I don’t have a particularly strong Inner Critic, but when she shows up she makes herself known. She doesn't want me to try new things. She didn’t want me to write this newsletter. She told me all the reasons why I wasn’t qualified and why I was an imposter for thinking of doing this. And instead of accepting my Inner Critic as the truth, I call on my Inner Ally to remind me of what I stand to gain by taking risks and trusting that my experience and my story can serve others.
As Dr. Brené Brown says: "I see you, I hear you. And I am going to show up anyways."
I SEE YOU. I HEAR YOU.
Know your Inner Saboteur Shirzad Chamine is a Stanford lecturer and CEO Coach. In this video he shows his Stanford audience how to shift their minds from self-sabotage to self-mastery for optimal performance and happiness. Take his assessment and learn how you self-sabotage.
This talk isn’t very good. Dancing with my inner critic Steve Chapman shines a light on his inner critic - that whisper in his ear that constantly tells him he isn’t good enough and that he should never try anything new or risk making a fool of himself. (Video)
What Kind Of Inner Critic Are You? By determining which types of Inner Critics you have, you can more easily get to know them and find out what they are trying to do for you.
Try this: name your inner critic This creative exercise is for anyone else who would like to visualize the assortment of critical voices in their heads.
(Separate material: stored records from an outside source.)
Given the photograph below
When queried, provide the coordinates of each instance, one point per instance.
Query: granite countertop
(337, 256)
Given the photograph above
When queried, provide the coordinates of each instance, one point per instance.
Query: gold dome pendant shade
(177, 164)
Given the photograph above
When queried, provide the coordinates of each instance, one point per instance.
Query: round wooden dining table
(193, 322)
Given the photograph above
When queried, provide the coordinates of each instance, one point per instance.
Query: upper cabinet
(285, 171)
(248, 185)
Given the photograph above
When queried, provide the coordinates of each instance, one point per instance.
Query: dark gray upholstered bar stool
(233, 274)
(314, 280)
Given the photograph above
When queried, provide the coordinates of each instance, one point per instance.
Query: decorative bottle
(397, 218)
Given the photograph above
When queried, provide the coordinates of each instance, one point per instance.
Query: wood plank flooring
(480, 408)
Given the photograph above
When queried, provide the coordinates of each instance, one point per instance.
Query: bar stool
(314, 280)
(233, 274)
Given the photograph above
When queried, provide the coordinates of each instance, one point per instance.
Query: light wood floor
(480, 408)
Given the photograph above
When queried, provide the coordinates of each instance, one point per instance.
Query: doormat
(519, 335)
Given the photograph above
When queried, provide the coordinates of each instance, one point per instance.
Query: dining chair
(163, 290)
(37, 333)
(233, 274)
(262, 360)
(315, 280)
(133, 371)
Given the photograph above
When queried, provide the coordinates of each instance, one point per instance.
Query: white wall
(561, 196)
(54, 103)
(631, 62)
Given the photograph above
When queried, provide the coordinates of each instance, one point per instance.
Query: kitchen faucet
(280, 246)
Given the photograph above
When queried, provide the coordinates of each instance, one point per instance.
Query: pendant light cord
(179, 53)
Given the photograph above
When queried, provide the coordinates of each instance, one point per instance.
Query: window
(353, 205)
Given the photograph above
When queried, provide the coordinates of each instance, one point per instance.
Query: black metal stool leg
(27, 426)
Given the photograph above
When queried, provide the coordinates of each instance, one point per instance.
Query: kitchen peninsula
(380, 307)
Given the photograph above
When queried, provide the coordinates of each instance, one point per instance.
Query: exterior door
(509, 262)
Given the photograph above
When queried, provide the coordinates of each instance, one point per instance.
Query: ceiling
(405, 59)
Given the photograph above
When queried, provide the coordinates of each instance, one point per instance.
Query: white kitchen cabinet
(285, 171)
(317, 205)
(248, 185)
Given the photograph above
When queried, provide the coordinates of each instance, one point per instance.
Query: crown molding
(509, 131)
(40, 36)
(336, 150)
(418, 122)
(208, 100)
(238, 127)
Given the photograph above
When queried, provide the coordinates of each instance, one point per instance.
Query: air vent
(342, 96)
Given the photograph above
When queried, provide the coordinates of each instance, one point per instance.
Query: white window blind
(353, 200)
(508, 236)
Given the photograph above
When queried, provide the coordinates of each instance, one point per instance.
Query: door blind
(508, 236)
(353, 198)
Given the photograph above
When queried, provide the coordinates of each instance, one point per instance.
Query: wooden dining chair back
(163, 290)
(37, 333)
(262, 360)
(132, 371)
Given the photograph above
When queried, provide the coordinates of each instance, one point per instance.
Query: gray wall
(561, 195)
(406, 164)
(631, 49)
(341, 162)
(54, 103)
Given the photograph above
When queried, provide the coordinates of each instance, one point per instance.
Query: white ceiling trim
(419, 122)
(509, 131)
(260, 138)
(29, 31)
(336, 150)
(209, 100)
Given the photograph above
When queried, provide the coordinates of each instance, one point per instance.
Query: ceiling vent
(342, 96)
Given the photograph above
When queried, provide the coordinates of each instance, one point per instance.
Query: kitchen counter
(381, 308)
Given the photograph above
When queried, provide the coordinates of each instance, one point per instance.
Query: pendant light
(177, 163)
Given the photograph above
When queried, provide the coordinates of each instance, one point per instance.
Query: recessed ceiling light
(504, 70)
I AM GOING TO SHOW UP ANYWAYS.
How to Tame Your Inner Critic Getting to know and challenge your critical inner voice.
How to stand up to your inner critic We all contain an inner nitpicker, but we shouldn’t let it drag us down and drown out everything else. Psychologist Rick Hanson gives advice on how to put it back in its place. Prefer a podcast? Check out Managing Your Inner Critic.
Reach Your Peak was born out of my vision to work alongside leaders who thrive and not just survive. As a coach, I am often asked to suggest pieces of thought leadership and tools to support my client’s movement towards their goals. The purpose of this newsletter is to offer this content to a wider audience interested in expanding their learning edge. I hope you enjoy "Leading Authentically begins with Self-Awareness".
To thrive: progress toward or realize a goal despite or because of circumstances.
To survive: remain alive or in existence.